Can Bailouts Actually Work?

When the financial world was turned upside down last fall, there was gnashing of teeth aplenty at what seemed to be the Bush Administration’s bailout after bailout of wayward banks.
One side of the aisle complained that the government had no business tampering with free markets and the other complained that why should public money be used to save hubristic and overpaid corporate executives.
As the Bush years faded into the Obama ones, lots of people conveniently forgot upon whose watch this fell. For instance, I interviewed U.S. Rep. Eric Cantor a few weeks ago and he was complaining that “we have to get the government out of the capital markets.” I pointed out that George Bush and Treasury Secretary Henry Paulson, both Republicans like Cantor, were the ones that inserted the feds into finance. He was silent for a full 15 seconds protesting that it was seen as a catastrophe. I guess Eric typically gets a free and unchallenged ride from the Virginia media.
Anyway, on to my point. The news today is that 10 big bailout banks — J.P. Morgan Chase & Co., Goldman Sachs Group, Morgan Stanley, BB&T, U.S. Bancorp, American Express, Capital One, Bank of New York Mellon, Northern Trust and State Street — all want to start paying back their billions in bailout funds.
Good news, to be sure. It shows that a recovery might actually be in the offing. And it shows that the banks want federal government restrictions brought on by the bailouts, gone.

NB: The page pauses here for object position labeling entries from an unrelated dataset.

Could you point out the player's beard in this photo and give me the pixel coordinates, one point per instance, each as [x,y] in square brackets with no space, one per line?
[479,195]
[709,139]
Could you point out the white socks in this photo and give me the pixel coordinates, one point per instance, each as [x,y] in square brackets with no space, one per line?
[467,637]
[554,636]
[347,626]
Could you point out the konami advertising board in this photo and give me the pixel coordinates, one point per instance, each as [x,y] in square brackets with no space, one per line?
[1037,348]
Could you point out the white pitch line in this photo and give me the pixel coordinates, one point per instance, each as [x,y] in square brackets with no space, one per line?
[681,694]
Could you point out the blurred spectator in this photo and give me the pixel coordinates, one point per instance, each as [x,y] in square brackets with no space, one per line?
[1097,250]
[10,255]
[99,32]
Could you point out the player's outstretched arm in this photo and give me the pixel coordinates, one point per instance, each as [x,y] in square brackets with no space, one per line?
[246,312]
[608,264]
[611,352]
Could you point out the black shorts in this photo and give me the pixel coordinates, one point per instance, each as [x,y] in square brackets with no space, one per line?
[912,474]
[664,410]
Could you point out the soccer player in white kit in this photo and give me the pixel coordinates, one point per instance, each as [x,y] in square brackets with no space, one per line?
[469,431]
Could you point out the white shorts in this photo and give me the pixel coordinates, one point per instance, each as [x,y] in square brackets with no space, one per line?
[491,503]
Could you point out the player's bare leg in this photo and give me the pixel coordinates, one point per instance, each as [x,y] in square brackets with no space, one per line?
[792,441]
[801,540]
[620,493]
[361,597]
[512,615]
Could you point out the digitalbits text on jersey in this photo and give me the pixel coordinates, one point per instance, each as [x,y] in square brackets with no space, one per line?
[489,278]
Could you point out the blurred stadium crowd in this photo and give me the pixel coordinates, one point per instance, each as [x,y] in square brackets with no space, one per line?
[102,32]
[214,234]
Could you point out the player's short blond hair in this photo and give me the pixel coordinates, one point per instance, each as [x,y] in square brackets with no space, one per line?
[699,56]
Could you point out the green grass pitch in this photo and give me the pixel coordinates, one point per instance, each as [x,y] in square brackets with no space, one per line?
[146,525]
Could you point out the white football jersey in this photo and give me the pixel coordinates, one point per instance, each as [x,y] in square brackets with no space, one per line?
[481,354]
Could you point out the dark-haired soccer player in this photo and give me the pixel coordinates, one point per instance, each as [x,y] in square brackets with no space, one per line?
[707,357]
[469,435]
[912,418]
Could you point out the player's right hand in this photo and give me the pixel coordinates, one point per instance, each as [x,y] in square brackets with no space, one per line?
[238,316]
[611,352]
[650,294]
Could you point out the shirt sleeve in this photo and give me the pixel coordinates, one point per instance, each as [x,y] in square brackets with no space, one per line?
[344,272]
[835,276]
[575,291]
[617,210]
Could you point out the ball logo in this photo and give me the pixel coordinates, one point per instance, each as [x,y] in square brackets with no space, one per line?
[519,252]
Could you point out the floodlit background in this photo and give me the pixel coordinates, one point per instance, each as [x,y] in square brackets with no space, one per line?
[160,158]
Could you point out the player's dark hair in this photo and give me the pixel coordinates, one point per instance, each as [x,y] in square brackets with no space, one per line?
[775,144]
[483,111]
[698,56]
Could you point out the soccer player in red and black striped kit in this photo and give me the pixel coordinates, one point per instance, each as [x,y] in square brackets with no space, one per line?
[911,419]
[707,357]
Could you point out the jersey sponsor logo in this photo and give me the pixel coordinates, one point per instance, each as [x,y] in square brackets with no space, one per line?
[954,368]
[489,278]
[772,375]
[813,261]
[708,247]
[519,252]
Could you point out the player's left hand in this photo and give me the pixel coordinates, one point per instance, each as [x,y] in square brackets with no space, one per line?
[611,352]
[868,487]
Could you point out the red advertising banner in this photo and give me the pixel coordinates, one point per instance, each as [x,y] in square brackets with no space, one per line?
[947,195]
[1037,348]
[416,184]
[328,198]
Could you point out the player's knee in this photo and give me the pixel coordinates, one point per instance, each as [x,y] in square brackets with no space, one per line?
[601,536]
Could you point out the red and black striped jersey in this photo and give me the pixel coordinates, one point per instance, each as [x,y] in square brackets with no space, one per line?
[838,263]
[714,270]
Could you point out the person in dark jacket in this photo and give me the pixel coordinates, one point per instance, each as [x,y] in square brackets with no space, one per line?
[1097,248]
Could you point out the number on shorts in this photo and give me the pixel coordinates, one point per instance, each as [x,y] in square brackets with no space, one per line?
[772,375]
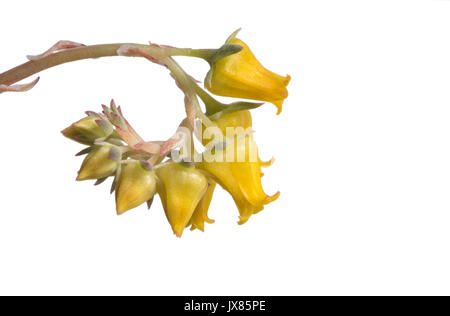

The news points out another thing. It is fairly common in financial crisis to have a government bail stuff out and it can be only temporary. A couple case points:
  • Chrysler was slammed by shoddy cars and bad decisions in the 1970s. It got federal loan guarantees worth $1.5 billion in 1979. New management saved the day and the firm paid everything back by 1983.
  • Long Term Capital Management, a big hedge fund, went bust in 1998, threatening plenty of investors. It came as much of the rest of the world, Thailand, Taiwan, Singapore, Japan, Russia, and Mexico were going through or had gone through bad times. The Ne York Fed arranged more than $3.6 billion in loans which were paid back by 2000.

There are other example,s but you get the point. It is actually a tried ands trusted practice for the government to come in with bailouts and sometimes it works. If this sounds like I’m saying something positive about George W. Bush it may well be.
I am not addressing, however, the massive bailouts of American International Group, one of those “too big to fail” firms. What has happened is shameless and I wish grand juries and Congressional probes on the perps. And, there is a legitimate question out if these types of bailouts tend to perpetuate a flawed financial system that got us into trouble in the first place.
But I stand by my point -sometimes bailouts are good things and can work.